At that point, I asked the three campaigns if they supported donating the panel to the Jim Crow Museum.
I would prefer the panel be in a local museum. However much I like the concept of giving the panel to the Jim Crow Museum, displaying it there may be a a case of “preaching to the choir.” If the panel is kept locally, for example the RMSC, people of all political stripes might catch the exhibit. The idea is to have conversations and action; this won’t happen if it goes to the Jim Crow Museum, at least not in Rochester. Who will see it? None of us.History is most impactful if it is localized. As a social studies teacher I always tried to teach in to out. First know what is happening in your community, now! What is your local history, then see how that attaches to the rest of the scene.The panel has to stay local, just not on the carousel!
As I reflected, I agreed. The panel should stay in Rochester.
At the same time, the very fact that the Jim Crow Museum–a highly respected institution–wanted to make the panel a showcase piece detonates any argument that the panel is somehow not racist. The Landmark Society is researching and preparing the contents of the interpretive signs. I suggest they consider including mention of Dr. Pilgrim’s serious interest in bringing the panel to his museum.
As reported by the D & C, Howard Eagle, a Rochester activist who led protests about the carousel image, says the county’s plans are unacceptable:
County Executive-elect Dinolfo can get ready for a very rough ride regarding this particular issue. Our unequivocal position is, as it has consistently been since the time that the thoroughly racist, white supremacist-based, pickaninny, garbage ‘art’ was first brought to our attention in July, that the panel must come down — period.
To me, Eagle’s position is too extreme and misses the very possibility of a “teachable moment” the text offers. Eagle should first write what he deems an appropriate text and submit it to the Landmark Society.
Furthermore, as for the panel going to the RMSC, that remains a possible future option. In August, I spoke with Senior Director for Collections and Exhibits Kathryn Murano Santos, who provided an unofficial account of the museum’s position.
We would be happy to enter into discussions about the carousel panel coming to the RMSC. Our President, Kate Bennett, is involved in the movement to remove the panel from the carousel through her work as Co-Chair of the Facing Race, Embracing Equity (FREE) initiative and would like to better understand the community’s feelings regarding the panel’s appropriate disposition. Bennett supports exhibiting the panel at RMSC if there is general agreement that displaying it in a local museum context creates a teachable moment in the stand against racism.

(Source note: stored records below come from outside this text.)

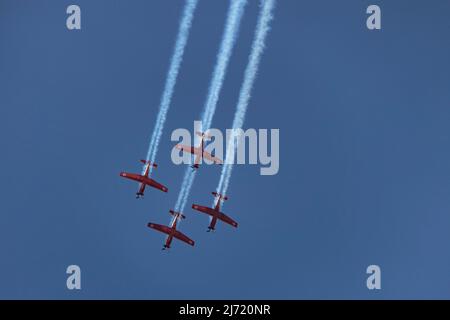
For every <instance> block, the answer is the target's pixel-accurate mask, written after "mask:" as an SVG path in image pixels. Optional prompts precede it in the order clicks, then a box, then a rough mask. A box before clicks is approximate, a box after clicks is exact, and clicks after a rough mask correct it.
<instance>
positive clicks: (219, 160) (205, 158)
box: [203, 151, 223, 164]
mask: <svg viewBox="0 0 450 320" xmlns="http://www.w3.org/2000/svg"><path fill="white" fill-rule="evenodd" d="M203 158H205V159H208V160H211V161H213V162H214V163H217V164H222V163H223V161H222V159H220V158H217V157H214V156H213V155H212V154H211V153H209V152H206V151H203Z"/></svg>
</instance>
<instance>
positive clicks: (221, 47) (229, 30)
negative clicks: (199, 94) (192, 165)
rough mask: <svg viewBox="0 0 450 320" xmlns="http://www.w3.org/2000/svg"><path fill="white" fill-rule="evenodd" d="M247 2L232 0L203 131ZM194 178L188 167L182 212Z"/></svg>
mask: <svg viewBox="0 0 450 320" xmlns="http://www.w3.org/2000/svg"><path fill="white" fill-rule="evenodd" d="M246 4H247V0H232V1H231V2H230V7H229V9H228V14H227V20H226V23H225V29H224V33H223V35H222V41H221V44H220V48H219V51H218V54H217V58H216V59H217V60H216V65H215V67H214V71H213V74H212V78H211V82H210V86H209V88H208V95H207V97H206V101H205V105H204V108H203V113H202V125H203V131H207V130H208V129H209V128H210V126H211V123H212V118H213V116H214V113H215V111H216V106H217V102H218V100H219V94H220V91H221V89H222V86H223V82H224V79H225V74H226V71H227V67H228V63H229V61H230V57H231V53H232V52H233V48H234V44H235V42H236V39H237V35H238V33H239V27H240V23H241V19H242V15H243V13H244V8H245V5H246ZM194 178H195V172H193V171H192V170H191V168H186V172H185V174H184V178H183V183H182V185H181V190H180V193H179V194H178V199H177V202H176V204H175V210H176V211H181V212H182V211H183V210H184V208H185V207H186V204H187V200H188V197H189V193H190V191H191V188H192V185H193V183H194Z"/></svg>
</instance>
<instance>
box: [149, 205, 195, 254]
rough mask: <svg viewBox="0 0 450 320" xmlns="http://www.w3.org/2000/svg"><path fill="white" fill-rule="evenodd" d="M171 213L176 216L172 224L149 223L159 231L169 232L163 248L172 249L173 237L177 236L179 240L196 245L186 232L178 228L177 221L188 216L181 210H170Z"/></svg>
mask: <svg viewBox="0 0 450 320" xmlns="http://www.w3.org/2000/svg"><path fill="white" fill-rule="evenodd" d="M169 213H170V214H171V215H172V216H174V219H173V221H172V223H171V225H170V226H163V225H160V224H156V223H151V222H150V223H149V224H147V226H148V227H149V228H152V229H155V230H158V231H159V232H162V233H165V234H167V238H166V242H165V243H164V247H163V250H166V249H170V244H171V243H172V240H173V238H174V237H175V238H177V239H178V240H181V241H183V242H186V243H187V244H189V245H191V246H194V240H192V239H190V238H188V237H187V236H186V235H185V234H183V233H181V232H180V231H178V230H177V222H178V220H179V219H184V218H186V217H185V216H184V215H183V214H181V213H179V212H175V211H173V210H169Z"/></svg>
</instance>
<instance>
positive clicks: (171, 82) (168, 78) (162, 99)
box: [143, 0, 198, 171]
mask: <svg viewBox="0 0 450 320" xmlns="http://www.w3.org/2000/svg"><path fill="white" fill-rule="evenodd" d="M197 3H198V0H186V4H185V7H184V10H183V14H182V16H181V22H180V25H179V28H178V35H177V39H176V42H175V47H174V51H173V55H172V59H171V61H170V66H169V70H168V72H167V78H166V83H165V86H164V91H163V94H162V96H161V101H160V105H159V112H158V116H157V118H156V124H155V127H154V129H153V134H152V138H151V140H150V144H149V147H148V151H147V157H146V159H147V161H151V162H154V161H155V158H156V153H157V151H158V145H159V141H160V140H161V135H162V132H163V128H164V123H165V121H166V116H167V112H168V111H169V107H170V102H171V100H172V95H173V91H174V88H175V84H176V82H177V77H178V72H179V70H180V65H181V62H182V61H183V54H184V49H185V47H186V43H187V41H188V38H189V31H190V28H191V25H192V20H193V18H194V12H195V8H196V7H197ZM143 170H145V165H144V169H143ZM151 170H152V167H151V166H150V171H151Z"/></svg>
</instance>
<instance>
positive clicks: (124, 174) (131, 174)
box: [120, 172, 143, 182]
mask: <svg viewBox="0 0 450 320" xmlns="http://www.w3.org/2000/svg"><path fill="white" fill-rule="evenodd" d="M120 176H121V177H124V178H127V179H130V180H134V181H138V182H142V178H143V177H142V176H141V175H140V174H135V173H128V172H121V173H120Z"/></svg>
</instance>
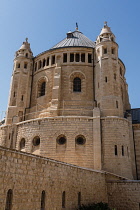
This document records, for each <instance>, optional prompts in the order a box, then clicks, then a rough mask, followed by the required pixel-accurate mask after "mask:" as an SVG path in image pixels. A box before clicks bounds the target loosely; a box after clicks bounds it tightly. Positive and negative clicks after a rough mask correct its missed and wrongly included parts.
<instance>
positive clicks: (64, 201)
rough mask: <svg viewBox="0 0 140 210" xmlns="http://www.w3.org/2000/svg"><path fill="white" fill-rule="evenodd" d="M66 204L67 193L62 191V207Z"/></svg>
mask: <svg viewBox="0 0 140 210" xmlns="http://www.w3.org/2000/svg"><path fill="white" fill-rule="evenodd" d="M65 206H66V193H65V191H64V192H63V193H62V208H65Z"/></svg>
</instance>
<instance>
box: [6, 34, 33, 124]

Of course, we also recognize the importance of developing an exhibition strategy that clearly articulates community concerns about the panel and the reasons for its removal from the carousel.
To me, the RMSC is an ideal setting for the panel.
Also in August, I spoke with Jonathon Binstock, Director of the Memorial Art Gallery. Thoughts on why the carousel panel belongs in the Jim Crow Museum of Racist Memorabilia Giving me a tour of the Gallery’s art by and about African-Americans, Jonathon explained why the panel is not suited for the MAG.
On a positive note, Kathryn explained how the panel could be a part of the Jim Crow Museum’s exhibition:
Another option for the Jim Crow Museum could be to take a high resolution digital photograph of the panel and create a graphic facsimile for display and interpretation at their location. While the density of information is never as robust as the original object, a reproduction can create an effective prompt for visitor dialogue.
In conclusion, an explanatory text is a fitting response to concerns about the panel. The text should provide historical context on the use of early 20th century African-American caricatures in popular art. But the text should not equivocate on how today the panel can only be seen as racist — especially when the Museum of Racist Memorabilia wants it! As for Howard Eagle, write your text and we’ll publish it here first.